燻らす






ベッドに寝転がって、体に毛布だけかけたハンジさんを見ていた。
指先に挟んだものから、一筋の煙が立っている。
それを吸って、ふかして、煙を吐く。
枕元には、古臭い紙のケースが転がっている。
気だるそうな横顔を、私は心底綺麗だと思った。
「ハンジさんって煙草吸うんだ」
そう言うと、いつものきらきらした目を向けてくれた。
「ああ、珍しいだろう?煙草なんて。」
珍しいも何も、嗜好品で滅多に手に入らないはず。
巨人の研究をしすぎて各方面の嗜好品に手を出しているんだろうか。
私は、煙草を吸う色っぽい唇に対して思ってたことを述べた。
「キスするとき、いつも苦いなって思ってた」
「あらー、ばれてたか。
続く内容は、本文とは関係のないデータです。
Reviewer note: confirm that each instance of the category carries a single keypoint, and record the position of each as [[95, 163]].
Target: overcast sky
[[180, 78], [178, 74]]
」
「でも大人の味だって勝手に思ってた」
「そうかい。まあこの煙草も、ちゃんとした葉っぱではないけどね、安物だよ。」
一糸まとわぬ体に毛布だけでは露出した肌が寒い。
そっとハンジさんに寄り添い、煙草の煙を近くで見た。
目に染みるけれど、煙は見てると綺麗に見えてきた。
煙草をもう一度吸ってふかすと、ハンジさんがにやりと笑う。
この笑顔は、なにか思いついた時の笑顔だ。
「ちなみにね、リヴァイはこれが吸えないんだ!」
煙草を持ってる手をひらひらさせると、煙が舞った。
吸えない、と言われ、兵長の顔を思い出して噴出しそうになる。
あの強面が、煙草のひとつも吸えないのか。
潔癖症だとは聞いていたけれど、その延長上で嗜好品も駄目なのだろうか。
「あの人が?」
面白くて話にのると、ハンジさんはまたもにんまりとした。
「吸い方知らないんじゃないかな、噎せてたよ。」
兵長が噎せているところを想像して、笑ってしまった。
あの人が煙草ひとつ満足に吸えないのは、なんだか面白い。
ひとしきり笑って、またハンジさんに視線を戻した。
「吸ってるとこ、綺麗」
思ったことをそのまま言うと、意外や意外、頬をほんのりと赤くされた。
「そうかい?」
「みんなに言われないの?綺麗って」
すこし視線を反らされて、唇を尖らせたハンジさんが、煙草を吸う。
吸い込まれて火のついた先端が、ほんのり赤く焼ける。
煙を吐き出したあとに、いつもと変わらない声で言った。
「少なくとも、煙草吸ってる姿をちゃんと見てるのはなまえだけだよ。」
「そうなの?」
「そりゃそうだろう。」
「なんで」
「親しい人の前じゃなきゃ吸えない。」
親しい人、と言われて、顔が熱くなった。
露出した肌が冷たく感じるくらい、とても熱い。
「なに照れてるのよ!ほら。」
ハンジさんがふと、煙草を私に向かって差し出した。
そっと、ハンジさんが吸っていた部分に口をつけて、吸う。
入り込んできた煙とその味に、盛大に咽てしまった。
けらけらと笑うハンジさんの声と、私の咳が部屋に響く。
「なまえは可愛いなあ!」
どうしてこんなものを楽しめるんだ、と思ったけれど、口の中が煙臭くてむずむずする。
「見た目は私より大人っぽいのに、可愛いとこも好きだよ!」
頭をぽんぽんと撫でられ、思わず赤面してしまう。
「それは子供っぽいと言いたいんですか」
「いや、意味はそのままだよ?」
「恥ずかしい」
煙の匂いから遠のくように毛布に顔を埋めた。
見えないところから、頭をぽんぽんと撫でられ、髪をくしゃくしゃにされた。
「可愛い。」
ハンジさんのその言葉にそっと顔をあげて、そうして見えたハンジさんの顔は、とてもにこやかだった。